Westworld Season 2 is half over, and while most fans still have not worked, it seems there is new information every day. But most importantly first – there are some new titles on deck. The notes in each Season 2 Westworld episode title might cause you to actually want to draw your high school textbooks. Because some of these topics are pretty academic.
In the first half of the season, episode titles such as "Journey Into Night" referred to the Eugene O Neill piece Long Journey of the Day into the Night while "Akane No Mai" simply meant Akane's dance , a Pivot Scene (with panning motion) in the fifth episode of Season 2. "Reunion" refers to several meetings between the characters. "The Riddle Of The Spinx" is a bit more abstract, but the Greek myth about the puzzle is about aging and the Westworld episode stumbles headlong into what it is to be immortal. So also "Virtù e Fortuna", a Machiavell term.
Thus, the episode titles may sometimes give clues as to what will happen on Westworld though no clues to the mood or theme of the story. They should be analyzed at least once, so here are the titles from the remaining six episodes of Westworld 's second season
season 2, episode 6 "Phase Space" [1
This term comes from quantum physics. According to Merriam-Webster, it is "an ideal, often multi-dimensional space whose coordinates represent the variables needed to specify the phase or state of a system or substance."
Confused? It's chaos theory, baby! Well, it's related. A phase space is a space in which all possible states of space are displayed simultaneously. In the context of Westworld it could refer to a host experiencing all of his potential storylines at once – like Dolores last season and Bernard this season. "We deserve to choose our own destiny," reads the official HBO episode description. What is this, Pixar's Brave ?!
Season 2, episode 7 "Les Ecorches"
In French, "écorché vif" means alive, but that's not just some House Bolton horror show. This is something we saw on the show during the credits (above) and in the depths of the Delos labs. According to the Encyclopedia Britannica, an Écorché is an art term that refers to an "anatomical figure representing an animal or a human, with the skin removed to show the location and interplay of the muscles."
The paper goes on to describe how Western artists in the 15th century had an obsession with muscular accuracy in their drawing.

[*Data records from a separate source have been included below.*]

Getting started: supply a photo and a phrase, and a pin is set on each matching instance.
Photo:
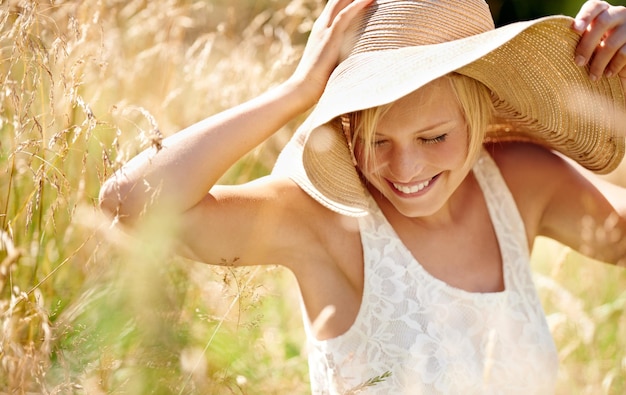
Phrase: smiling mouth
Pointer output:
(408, 190)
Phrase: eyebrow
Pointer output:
(435, 126)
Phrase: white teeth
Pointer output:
(412, 189)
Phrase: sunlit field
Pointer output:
(87, 309)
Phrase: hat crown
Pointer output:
(392, 24)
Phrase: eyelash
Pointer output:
(434, 140)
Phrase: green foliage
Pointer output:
(85, 309)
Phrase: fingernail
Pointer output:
(579, 25)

Part of their work was reproduced in biology and anatomy textbooks, combining art and science – much like the television program Westworld .
Season 2, Episode 8 "Kiksuya"
This is actually pretty easy to figure out. In Lakota, a Sioux language used by the Ghost Nation in Westworld "kiksuya" means "to remember". Do these hosts also wake up? Will we finally get more of her story? Is this the place where Maeve finally meets her former daughter?
Season 2, Episode 9 "Vanishing Point"
Another art term! It's also a kind of optical illusion. When parallel lines appear to converge in a perspective drawing or picture, the place where they seem to meet is the vanishing point. It's a way of indicating perspective, because vanishing points for different viewers and different objects are all, well, different.
It occurs on a level called horizon – a term dreamers know all too well. The notion of disappearance is also quite threatening as the show, and especially this season, plays with the idea of immortality. The mysterious terraforming could also be associated with this title because it is design.
Season 2, Episode 10 "The Passenger"
At first glance, is an obvious contender for the theme of this episode title Abernathy, who was to come as a passenger on the train from Westworld. There's an Iggy Pop song called "The Passenger," and that basically fits in with the genre of music that chooses Westworld for an old-fashioned cover. Hopefully this title does not refer to the 2016 Jennifer Lawrence and Chris Pratt Carrier Passengers .
However, at the beginning of the season, fans learned that Arthur and Robert's initial project was called Argos Initiative. Could this title then refer to the inhabitants of Argives, the Argos (a Greek city) raging Troy by hiding (or driving passengers) in a huge wooden horse?
Abernathy still fits in because he was used to smuggle information from the park. However, there could be many other Trojan horses on the island. Maybe Bernard or all the hosts who are in the water.
What else can you think of these titles? The grand plan that Westworld has for the season two finale begins with these simple titles, the slightest indication of what lies ahead. Based on these titles, things could become funny. Well, stranger.